DSC_0009 Australia and New Zealand Army Corps. Ohhhhhh. They are Australian. That makes so much sense. I went back through the different recipes I had bookmarked and realized the food blogs were Australian. The books were Australian. The magazine was Australian. Duh. I can be such a dope sometimes. These really should not be relegated to the land down under. I'd be happy to throw a big party with all the Aussies on April 25 (ANZAC Day, if you can believe it) just so I could indulge in these little gems.

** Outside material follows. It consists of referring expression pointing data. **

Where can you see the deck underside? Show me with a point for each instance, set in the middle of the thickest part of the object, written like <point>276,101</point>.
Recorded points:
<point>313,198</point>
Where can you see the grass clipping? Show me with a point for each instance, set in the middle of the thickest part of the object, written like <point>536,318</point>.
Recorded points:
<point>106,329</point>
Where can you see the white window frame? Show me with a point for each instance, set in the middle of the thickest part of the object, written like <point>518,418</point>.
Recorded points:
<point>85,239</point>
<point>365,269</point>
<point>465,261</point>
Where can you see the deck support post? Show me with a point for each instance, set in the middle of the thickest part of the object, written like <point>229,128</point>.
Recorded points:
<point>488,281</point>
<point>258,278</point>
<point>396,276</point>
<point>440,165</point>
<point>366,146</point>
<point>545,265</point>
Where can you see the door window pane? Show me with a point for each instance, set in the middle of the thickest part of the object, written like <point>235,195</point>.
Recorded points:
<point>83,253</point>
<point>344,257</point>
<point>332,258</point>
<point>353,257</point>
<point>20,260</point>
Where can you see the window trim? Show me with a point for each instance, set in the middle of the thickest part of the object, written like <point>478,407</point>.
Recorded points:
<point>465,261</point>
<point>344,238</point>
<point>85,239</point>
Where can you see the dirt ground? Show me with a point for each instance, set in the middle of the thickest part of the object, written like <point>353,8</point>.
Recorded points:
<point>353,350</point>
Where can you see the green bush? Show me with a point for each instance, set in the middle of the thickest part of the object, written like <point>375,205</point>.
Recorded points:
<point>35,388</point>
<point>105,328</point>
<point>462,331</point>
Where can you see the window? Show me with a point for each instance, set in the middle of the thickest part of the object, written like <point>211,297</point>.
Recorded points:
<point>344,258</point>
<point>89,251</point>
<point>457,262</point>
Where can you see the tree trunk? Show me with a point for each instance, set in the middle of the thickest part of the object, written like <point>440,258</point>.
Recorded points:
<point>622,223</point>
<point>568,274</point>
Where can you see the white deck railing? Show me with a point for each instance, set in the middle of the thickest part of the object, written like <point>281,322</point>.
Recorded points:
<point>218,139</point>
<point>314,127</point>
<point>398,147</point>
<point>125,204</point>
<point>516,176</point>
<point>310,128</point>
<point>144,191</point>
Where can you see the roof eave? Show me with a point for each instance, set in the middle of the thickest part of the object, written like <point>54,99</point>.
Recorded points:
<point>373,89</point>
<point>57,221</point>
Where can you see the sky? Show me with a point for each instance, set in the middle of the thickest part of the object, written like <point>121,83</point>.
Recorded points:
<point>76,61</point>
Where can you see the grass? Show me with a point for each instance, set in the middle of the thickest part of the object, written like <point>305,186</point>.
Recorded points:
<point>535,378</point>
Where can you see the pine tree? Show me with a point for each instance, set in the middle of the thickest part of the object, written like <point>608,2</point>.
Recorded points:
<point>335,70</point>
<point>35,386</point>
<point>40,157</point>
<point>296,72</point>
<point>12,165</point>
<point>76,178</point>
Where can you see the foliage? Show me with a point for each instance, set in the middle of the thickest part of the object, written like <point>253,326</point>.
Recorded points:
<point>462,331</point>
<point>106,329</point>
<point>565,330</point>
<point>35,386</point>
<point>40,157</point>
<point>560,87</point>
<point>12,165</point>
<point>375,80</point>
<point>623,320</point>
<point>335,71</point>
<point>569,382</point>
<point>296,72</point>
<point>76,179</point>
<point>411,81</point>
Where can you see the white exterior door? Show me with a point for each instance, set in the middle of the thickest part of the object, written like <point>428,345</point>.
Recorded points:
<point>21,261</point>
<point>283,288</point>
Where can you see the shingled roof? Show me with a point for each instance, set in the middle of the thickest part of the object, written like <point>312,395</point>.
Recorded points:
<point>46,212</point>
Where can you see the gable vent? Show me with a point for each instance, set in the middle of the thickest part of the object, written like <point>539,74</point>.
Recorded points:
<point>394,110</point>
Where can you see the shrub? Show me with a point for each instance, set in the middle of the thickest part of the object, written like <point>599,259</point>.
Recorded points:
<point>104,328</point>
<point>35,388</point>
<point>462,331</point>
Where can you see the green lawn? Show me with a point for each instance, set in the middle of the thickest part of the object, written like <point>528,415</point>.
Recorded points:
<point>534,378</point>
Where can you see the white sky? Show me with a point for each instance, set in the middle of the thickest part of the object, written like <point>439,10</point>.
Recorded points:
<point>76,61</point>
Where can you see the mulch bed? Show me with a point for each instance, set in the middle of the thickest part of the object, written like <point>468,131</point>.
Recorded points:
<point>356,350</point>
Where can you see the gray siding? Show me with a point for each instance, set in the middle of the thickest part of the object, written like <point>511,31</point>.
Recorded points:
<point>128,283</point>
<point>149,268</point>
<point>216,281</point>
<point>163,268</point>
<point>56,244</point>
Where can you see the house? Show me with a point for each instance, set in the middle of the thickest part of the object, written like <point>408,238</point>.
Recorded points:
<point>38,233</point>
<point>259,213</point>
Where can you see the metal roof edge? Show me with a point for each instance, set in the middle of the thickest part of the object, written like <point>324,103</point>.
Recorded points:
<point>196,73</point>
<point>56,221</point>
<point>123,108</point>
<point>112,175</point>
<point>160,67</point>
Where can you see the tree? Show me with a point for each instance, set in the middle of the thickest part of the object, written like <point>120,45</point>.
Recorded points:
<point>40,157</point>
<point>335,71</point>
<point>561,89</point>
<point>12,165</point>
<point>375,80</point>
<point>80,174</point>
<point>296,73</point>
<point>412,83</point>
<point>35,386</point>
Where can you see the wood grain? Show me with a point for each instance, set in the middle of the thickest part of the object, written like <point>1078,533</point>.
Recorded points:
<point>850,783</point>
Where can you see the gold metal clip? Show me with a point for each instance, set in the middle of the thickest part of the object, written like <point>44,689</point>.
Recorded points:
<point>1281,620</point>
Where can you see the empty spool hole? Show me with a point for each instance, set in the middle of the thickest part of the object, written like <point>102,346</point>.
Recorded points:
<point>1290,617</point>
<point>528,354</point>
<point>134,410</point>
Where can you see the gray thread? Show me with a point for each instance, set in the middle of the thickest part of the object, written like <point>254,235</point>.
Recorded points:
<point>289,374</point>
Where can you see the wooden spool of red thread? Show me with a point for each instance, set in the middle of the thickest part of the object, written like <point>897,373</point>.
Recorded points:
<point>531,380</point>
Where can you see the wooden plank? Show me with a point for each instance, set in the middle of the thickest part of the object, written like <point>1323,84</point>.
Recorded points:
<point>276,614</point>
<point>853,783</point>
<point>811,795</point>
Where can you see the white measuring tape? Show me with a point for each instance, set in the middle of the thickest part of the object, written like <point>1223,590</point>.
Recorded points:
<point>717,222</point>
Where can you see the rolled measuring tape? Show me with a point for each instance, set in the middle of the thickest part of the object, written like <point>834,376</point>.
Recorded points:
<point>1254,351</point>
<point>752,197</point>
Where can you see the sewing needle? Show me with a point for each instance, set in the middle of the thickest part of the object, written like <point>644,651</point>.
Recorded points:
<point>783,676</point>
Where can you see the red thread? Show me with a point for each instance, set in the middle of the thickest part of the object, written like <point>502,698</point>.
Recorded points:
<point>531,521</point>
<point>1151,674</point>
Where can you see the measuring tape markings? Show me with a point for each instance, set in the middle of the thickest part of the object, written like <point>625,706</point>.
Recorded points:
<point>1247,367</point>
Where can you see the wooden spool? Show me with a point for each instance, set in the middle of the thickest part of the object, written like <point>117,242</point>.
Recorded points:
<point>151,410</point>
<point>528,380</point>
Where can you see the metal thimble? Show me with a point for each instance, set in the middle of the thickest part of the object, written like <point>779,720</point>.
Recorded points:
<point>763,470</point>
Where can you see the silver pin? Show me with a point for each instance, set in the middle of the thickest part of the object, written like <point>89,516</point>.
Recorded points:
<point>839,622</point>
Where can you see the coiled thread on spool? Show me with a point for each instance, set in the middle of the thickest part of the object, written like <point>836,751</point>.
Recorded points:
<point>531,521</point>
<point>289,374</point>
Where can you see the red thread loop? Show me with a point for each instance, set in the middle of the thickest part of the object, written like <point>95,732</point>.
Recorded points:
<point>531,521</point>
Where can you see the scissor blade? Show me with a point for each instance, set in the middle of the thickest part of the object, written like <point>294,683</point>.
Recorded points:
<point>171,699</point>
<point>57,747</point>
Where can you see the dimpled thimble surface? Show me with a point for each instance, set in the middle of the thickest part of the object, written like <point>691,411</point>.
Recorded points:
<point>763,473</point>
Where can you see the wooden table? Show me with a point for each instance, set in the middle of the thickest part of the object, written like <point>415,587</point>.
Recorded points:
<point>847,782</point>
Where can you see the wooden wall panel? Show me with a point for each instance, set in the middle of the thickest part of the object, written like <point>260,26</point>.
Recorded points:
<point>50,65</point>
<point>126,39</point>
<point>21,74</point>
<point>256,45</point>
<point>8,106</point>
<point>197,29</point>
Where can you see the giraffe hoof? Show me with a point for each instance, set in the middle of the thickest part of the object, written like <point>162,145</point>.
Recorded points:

As a huge fan of oats and coconut separately, I honestly don't know how I hadn't thought to put them together before into one ooey, gooey cookie. They taste almost treacle-y and are quite sweet, so one will do. Although, I had no issue wolfing down three straight from the freezer a few days ago. But we don't need to dwell on that fact. Make these, and make them now. Because you've truly missed out on a very special cookie.

DSC_0008 ANZAC Biscuits
Adapted from The Real Food Companion
Makes 2 dozen

1 cup rolled oats
2/3 cup all-purpose flour
1 cup granulated sugar
1/2 cup shredded sweetened coconut
1/2 cup butter, cubed, at room temperature
2 tablespoons golden syrup or honey
1 1/2 teaspoons baking soda

Preheat oven to 350. Line two baking sheets with parchment paper. Whisk oats, flour, sugar, and coconut together in a large bowl. Make a well in the center. Heat butter and golden syrup in a saucepan over medium heat until melted. Stir to combine. Stir in baking soda. Pour butter mixture into dry ingredients and mix to combine. Place dessertspoon-sized blobs on prepared baking sheets. Bake for 15-20 minutes, until golden. Cool on a wire rack.